Re: to_jsonb performance on array aggregated correlated subqueries - Mailing list pgsql-performance

From Rick Otten
Subject Re: to_jsonb performance on array aggregated correlated subqueries
Date
Msg-id CAMAYy4KZEVsxCdz+iQEw4vOEABOD2psjnPAGQEYHg_6EMkQ8VA@mail.gmail.com
Whole thread Raw
In response to to_jsonb performance on array aggregated correlated subqueries  (Nico Heller <nico.heller@posteo.de>)
List pgsql-performance


On Fri, Aug 12, 2022 at 3:02 PM Rick Otten <rottenwindfish@gmail.com> wrote:


On Fri, Aug 12, 2022 at 2:50 PM Nico Heller <nico.heller@posteo.de> wrote:
Good day,

consider the following query:

WITH aggregation(
     SELECT
            a.*,
           (SELECT array_agg(b.*) FROM b WHERE b.a_id = a.id) as "bs",
           (SELECT array_agg(c.*) FROM c WHERE c.a_id = a.id) as "cs",
           (SELECT array_agg(d.*) FROM d WHERE d.a_id = a.id) as "ds",
           (SELECT array_agg(e.*) FROM d WHERE e.a_id = a.id) as "es"
     FROM a WHERE a.id IN (<some big list, ranging from 20-180 entries)
)
SELECT to_jsonb(aggregation.*) as "value" FROM aggregation;


- You do have an index on `b.a_id` and `c.a_id`, etc... ?  You didn't say...

- Are you sure it is the `to_jsonb` that is making this query slow?

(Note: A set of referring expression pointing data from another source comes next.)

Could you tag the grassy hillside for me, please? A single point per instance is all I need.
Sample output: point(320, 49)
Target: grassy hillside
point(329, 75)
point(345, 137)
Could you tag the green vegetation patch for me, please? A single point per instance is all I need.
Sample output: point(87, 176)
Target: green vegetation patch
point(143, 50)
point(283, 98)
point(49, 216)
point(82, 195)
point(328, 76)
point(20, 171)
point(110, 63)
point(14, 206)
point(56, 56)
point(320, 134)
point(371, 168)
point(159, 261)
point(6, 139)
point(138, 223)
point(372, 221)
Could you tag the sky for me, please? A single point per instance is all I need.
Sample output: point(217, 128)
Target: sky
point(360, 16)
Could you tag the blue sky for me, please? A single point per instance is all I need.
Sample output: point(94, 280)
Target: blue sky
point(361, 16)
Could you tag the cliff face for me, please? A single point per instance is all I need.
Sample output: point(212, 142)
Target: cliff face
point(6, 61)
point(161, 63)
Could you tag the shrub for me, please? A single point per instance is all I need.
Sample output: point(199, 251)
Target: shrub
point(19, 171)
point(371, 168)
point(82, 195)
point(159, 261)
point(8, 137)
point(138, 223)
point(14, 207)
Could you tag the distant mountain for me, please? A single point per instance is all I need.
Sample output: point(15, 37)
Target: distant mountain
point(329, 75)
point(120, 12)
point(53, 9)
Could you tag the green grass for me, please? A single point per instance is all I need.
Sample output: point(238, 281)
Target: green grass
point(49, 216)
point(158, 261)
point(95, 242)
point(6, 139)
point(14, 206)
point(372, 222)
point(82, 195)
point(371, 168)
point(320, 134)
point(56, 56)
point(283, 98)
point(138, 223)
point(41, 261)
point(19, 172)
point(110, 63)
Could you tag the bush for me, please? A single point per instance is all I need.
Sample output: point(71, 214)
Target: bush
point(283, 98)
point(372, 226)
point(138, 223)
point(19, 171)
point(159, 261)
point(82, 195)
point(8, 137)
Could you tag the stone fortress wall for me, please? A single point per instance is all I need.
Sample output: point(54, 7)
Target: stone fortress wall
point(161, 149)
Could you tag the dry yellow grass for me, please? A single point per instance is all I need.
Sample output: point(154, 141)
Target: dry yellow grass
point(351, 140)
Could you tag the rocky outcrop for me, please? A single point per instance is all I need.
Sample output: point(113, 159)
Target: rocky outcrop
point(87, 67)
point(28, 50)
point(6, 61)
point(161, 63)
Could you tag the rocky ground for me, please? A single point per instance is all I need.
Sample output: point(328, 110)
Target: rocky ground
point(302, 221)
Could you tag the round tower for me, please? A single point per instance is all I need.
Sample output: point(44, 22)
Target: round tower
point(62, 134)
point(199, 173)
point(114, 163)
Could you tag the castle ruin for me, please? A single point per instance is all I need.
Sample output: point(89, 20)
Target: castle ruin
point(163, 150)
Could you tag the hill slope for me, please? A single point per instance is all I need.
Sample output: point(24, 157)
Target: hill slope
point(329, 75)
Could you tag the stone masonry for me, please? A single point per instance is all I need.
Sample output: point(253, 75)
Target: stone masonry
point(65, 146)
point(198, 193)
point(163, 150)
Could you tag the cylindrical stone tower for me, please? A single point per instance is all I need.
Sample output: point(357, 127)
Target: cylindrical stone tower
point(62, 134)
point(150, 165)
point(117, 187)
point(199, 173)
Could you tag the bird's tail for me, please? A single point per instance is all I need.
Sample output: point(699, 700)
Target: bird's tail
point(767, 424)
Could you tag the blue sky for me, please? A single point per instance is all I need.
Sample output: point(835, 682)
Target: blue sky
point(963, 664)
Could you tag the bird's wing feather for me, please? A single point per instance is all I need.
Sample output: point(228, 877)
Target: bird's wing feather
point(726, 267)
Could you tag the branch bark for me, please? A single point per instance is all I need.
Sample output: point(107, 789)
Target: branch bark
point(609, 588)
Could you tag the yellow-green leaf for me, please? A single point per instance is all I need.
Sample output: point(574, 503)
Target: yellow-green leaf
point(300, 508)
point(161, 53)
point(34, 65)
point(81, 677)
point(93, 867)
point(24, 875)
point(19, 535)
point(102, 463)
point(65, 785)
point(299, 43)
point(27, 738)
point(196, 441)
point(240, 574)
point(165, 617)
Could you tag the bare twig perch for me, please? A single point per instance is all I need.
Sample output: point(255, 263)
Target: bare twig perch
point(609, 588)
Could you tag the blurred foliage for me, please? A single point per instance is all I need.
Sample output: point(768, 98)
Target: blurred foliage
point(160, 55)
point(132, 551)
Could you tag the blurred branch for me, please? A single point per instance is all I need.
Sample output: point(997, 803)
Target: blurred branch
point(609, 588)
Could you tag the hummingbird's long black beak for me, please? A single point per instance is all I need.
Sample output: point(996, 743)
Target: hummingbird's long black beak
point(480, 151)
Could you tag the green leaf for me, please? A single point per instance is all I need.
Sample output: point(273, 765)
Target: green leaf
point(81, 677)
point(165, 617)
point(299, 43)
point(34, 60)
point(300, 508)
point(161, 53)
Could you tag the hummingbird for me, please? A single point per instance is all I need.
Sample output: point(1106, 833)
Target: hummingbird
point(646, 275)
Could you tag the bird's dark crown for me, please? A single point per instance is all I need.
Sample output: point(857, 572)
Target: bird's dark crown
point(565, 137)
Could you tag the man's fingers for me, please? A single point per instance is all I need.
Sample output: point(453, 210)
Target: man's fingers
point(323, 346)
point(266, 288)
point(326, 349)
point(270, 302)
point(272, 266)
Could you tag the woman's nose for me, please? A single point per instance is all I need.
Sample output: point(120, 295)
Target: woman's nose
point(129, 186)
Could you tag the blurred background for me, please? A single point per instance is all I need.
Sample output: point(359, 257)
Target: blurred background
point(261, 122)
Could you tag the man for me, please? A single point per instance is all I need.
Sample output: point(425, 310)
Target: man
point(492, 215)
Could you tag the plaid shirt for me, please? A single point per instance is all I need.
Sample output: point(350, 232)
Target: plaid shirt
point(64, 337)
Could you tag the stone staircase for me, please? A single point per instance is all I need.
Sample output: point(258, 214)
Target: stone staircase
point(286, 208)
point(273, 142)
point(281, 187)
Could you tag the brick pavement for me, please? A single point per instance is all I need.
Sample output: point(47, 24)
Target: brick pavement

- Since you are serializing this for easy machine readable consumption outside of the database, does it make a difference if you use `to_json` instead?


To follow up here a little.  I ran some quick tests on my database and found that `to_json` is consistently, slightly, faster than `to_jsonb` when you are just serializing the result set for consumption.   I feed in some arrays of 1,000,000 elements for testing.  While both json serializers are slower than just sending back the result set, it wasn't significant on my machine with simple object types.  (3% slower).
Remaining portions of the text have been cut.